- Genre: Panel show
- Presented by: Danny Webb
- Country of origin: Australia
- Original language: English

Production
- Running time: 30 minutes

Original release
- Network: HSV-7
- Release: 1958 – 1960

= That's My Desire (TV series) =

That's My Desire is an Australian television game show which ran from 1958 to 1960 on Melbourne station HSV-7. Hosted by Danny Webb, it was a panel game. The half-hour series changed time-slot several times. At one point it aired at 4:45PM, it later aired at 3:00PM, then at 4:00PM, and finally at 2:30PM.

In the episode aired 28 September 1959, the guests included Guy Doleman, Diana Davidson, John Grey and Aileen Britton, while the panel consisted of Bambi Smith, John Frith, Jocelyn Terry and Hugh Wills. Barry Humphries appeared in an episode aired 4 October 1962.

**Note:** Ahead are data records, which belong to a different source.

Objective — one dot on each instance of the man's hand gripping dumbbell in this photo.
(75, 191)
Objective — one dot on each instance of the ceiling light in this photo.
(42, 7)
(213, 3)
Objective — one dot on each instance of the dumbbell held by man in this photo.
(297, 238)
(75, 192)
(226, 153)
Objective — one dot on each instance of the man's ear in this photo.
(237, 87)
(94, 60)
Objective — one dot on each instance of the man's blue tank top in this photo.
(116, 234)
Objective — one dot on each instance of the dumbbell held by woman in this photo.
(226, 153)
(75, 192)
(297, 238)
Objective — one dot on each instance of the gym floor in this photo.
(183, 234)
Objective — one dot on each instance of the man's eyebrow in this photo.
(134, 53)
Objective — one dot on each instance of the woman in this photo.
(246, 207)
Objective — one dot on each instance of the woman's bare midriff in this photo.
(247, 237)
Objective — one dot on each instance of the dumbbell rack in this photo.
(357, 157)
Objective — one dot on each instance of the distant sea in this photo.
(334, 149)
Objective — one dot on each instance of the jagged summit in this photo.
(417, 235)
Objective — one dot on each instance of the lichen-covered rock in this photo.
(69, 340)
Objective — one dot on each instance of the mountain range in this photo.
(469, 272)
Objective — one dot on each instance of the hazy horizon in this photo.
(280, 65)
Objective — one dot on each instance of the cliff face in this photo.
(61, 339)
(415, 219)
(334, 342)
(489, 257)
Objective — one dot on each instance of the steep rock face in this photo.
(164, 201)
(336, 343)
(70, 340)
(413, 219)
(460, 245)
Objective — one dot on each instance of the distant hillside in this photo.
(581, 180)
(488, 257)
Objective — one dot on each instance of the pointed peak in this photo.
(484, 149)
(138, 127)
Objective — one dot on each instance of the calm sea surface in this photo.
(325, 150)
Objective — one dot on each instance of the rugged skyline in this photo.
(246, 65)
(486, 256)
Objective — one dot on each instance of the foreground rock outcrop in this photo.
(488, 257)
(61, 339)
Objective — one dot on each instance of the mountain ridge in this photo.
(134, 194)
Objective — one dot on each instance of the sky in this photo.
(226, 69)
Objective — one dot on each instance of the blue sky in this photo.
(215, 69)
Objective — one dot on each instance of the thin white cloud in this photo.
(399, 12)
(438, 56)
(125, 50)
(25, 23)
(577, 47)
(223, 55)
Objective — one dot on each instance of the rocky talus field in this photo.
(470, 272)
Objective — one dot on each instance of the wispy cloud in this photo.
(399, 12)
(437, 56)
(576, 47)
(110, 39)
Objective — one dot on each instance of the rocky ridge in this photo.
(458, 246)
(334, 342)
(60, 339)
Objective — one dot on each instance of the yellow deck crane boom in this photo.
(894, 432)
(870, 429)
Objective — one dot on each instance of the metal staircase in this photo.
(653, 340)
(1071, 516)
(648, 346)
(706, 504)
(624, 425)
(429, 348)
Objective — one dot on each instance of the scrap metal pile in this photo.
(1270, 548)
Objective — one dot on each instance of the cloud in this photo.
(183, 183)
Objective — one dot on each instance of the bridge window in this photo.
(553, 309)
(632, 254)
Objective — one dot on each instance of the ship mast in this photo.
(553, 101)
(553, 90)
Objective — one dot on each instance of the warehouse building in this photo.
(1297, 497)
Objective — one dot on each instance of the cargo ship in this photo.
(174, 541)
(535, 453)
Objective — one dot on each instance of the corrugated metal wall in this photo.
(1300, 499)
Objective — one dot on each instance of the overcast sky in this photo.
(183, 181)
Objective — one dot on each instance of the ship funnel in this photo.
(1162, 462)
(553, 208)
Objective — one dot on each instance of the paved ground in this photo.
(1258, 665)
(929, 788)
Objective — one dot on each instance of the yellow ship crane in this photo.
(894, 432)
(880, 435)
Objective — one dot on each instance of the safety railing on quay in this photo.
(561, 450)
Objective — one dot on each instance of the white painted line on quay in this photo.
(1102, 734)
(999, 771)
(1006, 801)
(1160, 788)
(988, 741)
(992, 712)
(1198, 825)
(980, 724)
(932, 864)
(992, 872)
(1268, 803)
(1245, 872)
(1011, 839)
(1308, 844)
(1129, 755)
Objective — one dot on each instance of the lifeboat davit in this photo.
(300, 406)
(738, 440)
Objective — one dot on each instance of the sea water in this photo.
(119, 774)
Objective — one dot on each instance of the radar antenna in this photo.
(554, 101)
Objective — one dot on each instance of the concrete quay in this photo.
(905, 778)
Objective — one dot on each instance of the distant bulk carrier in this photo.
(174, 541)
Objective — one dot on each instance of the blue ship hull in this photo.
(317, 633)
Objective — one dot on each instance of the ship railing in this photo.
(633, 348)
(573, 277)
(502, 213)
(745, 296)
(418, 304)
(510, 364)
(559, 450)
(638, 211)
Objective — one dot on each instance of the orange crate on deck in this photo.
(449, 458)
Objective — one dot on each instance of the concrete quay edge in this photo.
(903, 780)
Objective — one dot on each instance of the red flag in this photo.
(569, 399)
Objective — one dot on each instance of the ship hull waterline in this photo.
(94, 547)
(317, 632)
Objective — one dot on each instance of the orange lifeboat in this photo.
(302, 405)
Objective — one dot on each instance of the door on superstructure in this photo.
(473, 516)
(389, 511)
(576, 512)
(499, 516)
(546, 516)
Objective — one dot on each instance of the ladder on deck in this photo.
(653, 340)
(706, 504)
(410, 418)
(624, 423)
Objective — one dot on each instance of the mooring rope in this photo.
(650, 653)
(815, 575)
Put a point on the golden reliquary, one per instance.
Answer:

There is no information available as to whether any of the episodes exist as kinescope recordings. Game shows were generally considered disposable by Australian broadcasters in the 1950s and 1960s. Reportedly no kinescopes or video-tapes exist of HSV-7's version of Tell the Truth, while footage does exist of Lady for a Day, making it difficult to know for certain whether anything remains of That's My Desire.